Someone tell me if the schoolyard was this screwed up when I was in high school 20-plus years ago? Because there are two stories that seem to indicate that something is topsy-turvy in the educational system. Specifically, that the meek get stomped on and that excellence can cock you up.
In Dallas, a young woman named Anjali Datta should be celebrating her extraordinary achievement. Not only did she finish at the top of her class at Grapevine High School, she may have done so in record fashion, earning a GPA of 5.898, which is believed to be the highest such average in the school's history. Yet Anjali isn't the valedictorian of her school - which, in this case, also comes with a one-year scholarship courtesy of the state of Texas. What's her crime? Was she caught cheating? End up pregnant? No, Anjali's offense is that she's graduating a year early. Under the policy of the school district, a high school valedictorian "shall be the eligible student with the highest grade-point average for four years of high school."
Yep, because Anjali was literally too good for the room, she's losing out on this once-in-a-lifetime honor and all that it entails. The prize - and the scholarship - are going to the student with the next best GPA, a mere 5.64. And you know the school district knows it's in the deep water, because they're bending over backwards to keep this from being a larger firestorm it already is (not to mention, perhaps, trying to keep it out of a local courtroom). They've made up a title for Anjali, "Valedictorian - Three-Year" (are they kidding?) and even offering her an opportunity to address her 470 classmates at graduation ceremonies - you know, just like a real valedictorian.

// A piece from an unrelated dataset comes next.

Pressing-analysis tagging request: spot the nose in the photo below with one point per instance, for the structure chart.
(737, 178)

My high school class was nearly as large as Anjali's, and I busted my ass to get valedictorian - and there wasn't even an automatic scholarship on the line in my case. I ended up fourth, along with a truckload of academic honors - and yet I was annoyed, pissed off at myself. And I lost - if you want to put it that way - but I lost fair and square. I can't imagine how Anjali and her family are feeling now, and no fake titles or token doodads can ease that hurt. If I were her, I would tell the district to stick that "Valedictorian - Three-Year" certificate where the sun doesn't shine.

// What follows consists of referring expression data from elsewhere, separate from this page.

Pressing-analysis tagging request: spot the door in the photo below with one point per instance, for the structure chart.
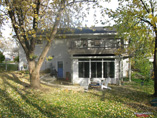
(60, 69)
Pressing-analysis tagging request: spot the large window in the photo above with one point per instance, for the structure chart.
(84, 69)
(96, 68)
(109, 69)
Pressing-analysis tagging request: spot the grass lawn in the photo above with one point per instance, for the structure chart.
(120, 102)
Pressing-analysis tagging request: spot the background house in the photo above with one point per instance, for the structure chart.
(84, 55)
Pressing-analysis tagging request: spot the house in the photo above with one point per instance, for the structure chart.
(84, 55)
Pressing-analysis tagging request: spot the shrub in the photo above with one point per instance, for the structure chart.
(2, 57)
(16, 59)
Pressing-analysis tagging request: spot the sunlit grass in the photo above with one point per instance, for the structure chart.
(122, 101)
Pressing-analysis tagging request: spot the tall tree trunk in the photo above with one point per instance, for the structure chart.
(34, 75)
(155, 67)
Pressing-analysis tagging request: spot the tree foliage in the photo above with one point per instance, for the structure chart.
(136, 22)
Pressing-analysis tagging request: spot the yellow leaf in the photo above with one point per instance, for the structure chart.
(150, 16)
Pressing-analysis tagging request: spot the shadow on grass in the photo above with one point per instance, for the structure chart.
(29, 99)
(15, 79)
(133, 98)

At least Anjali will land on her feet; with that GPA and the press generated by this stupid controversy, she'll be awash with scholarship offers, maybe already is. And a 5-year-old named Alex Barton may end up OK as well in the long run. But how will that knowledge help this poor kid, who was actually voted out of his kindergarten class by his peers, with encouragement from his butthole of a teacher? This lovely story of academia takes place in Florida (duh), where Alex, who had recently been diagnosed with a form of autism, was sent to the principal's office after a disruption in class. When he returned, according to Alex's mother, he was made to stand up in front of the class while his peers were instructed to tell Alex what they didn't like about him. Allegedly the teacher also chimed in with the helpful fact that she "hated [Alex] right now". Then - because the class was learning about voting - there was a vote taken, a la Survivor, and Alex was ejected by a 14-2 margin.

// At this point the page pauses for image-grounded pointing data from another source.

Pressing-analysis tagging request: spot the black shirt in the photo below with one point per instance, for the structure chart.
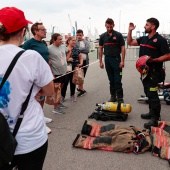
(112, 44)
(153, 47)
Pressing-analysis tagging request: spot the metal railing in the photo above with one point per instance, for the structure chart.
(132, 53)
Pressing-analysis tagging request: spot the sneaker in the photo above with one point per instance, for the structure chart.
(62, 106)
(78, 89)
(47, 120)
(73, 98)
(48, 130)
(58, 111)
(62, 99)
(81, 93)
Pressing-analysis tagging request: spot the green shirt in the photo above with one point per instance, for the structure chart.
(38, 46)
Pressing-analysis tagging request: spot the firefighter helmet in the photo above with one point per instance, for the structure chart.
(142, 67)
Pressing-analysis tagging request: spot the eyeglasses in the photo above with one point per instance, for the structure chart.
(42, 29)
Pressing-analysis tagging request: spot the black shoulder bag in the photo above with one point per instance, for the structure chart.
(8, 142)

The "teacher", Wendy Portillo, said today that the vote wasn't intended to kick Alex out of her classroom for good - just for the day - and that she wanted the young boy to hear from his fellow students how they were affected by his behavior. No charges will be filed in this case, but the jury's still out as to whether Alex - or Portillo - will be back at the school any time soon. Meanwhile, Alex and his mother have received worldwide support, including an invite from Dr. Phil to be on his show, and messages from as far away as Iran. Maybe Portillo would be more comfortable teaching there - she sounds like Mahmoud Ahmadinejad's type of instructor.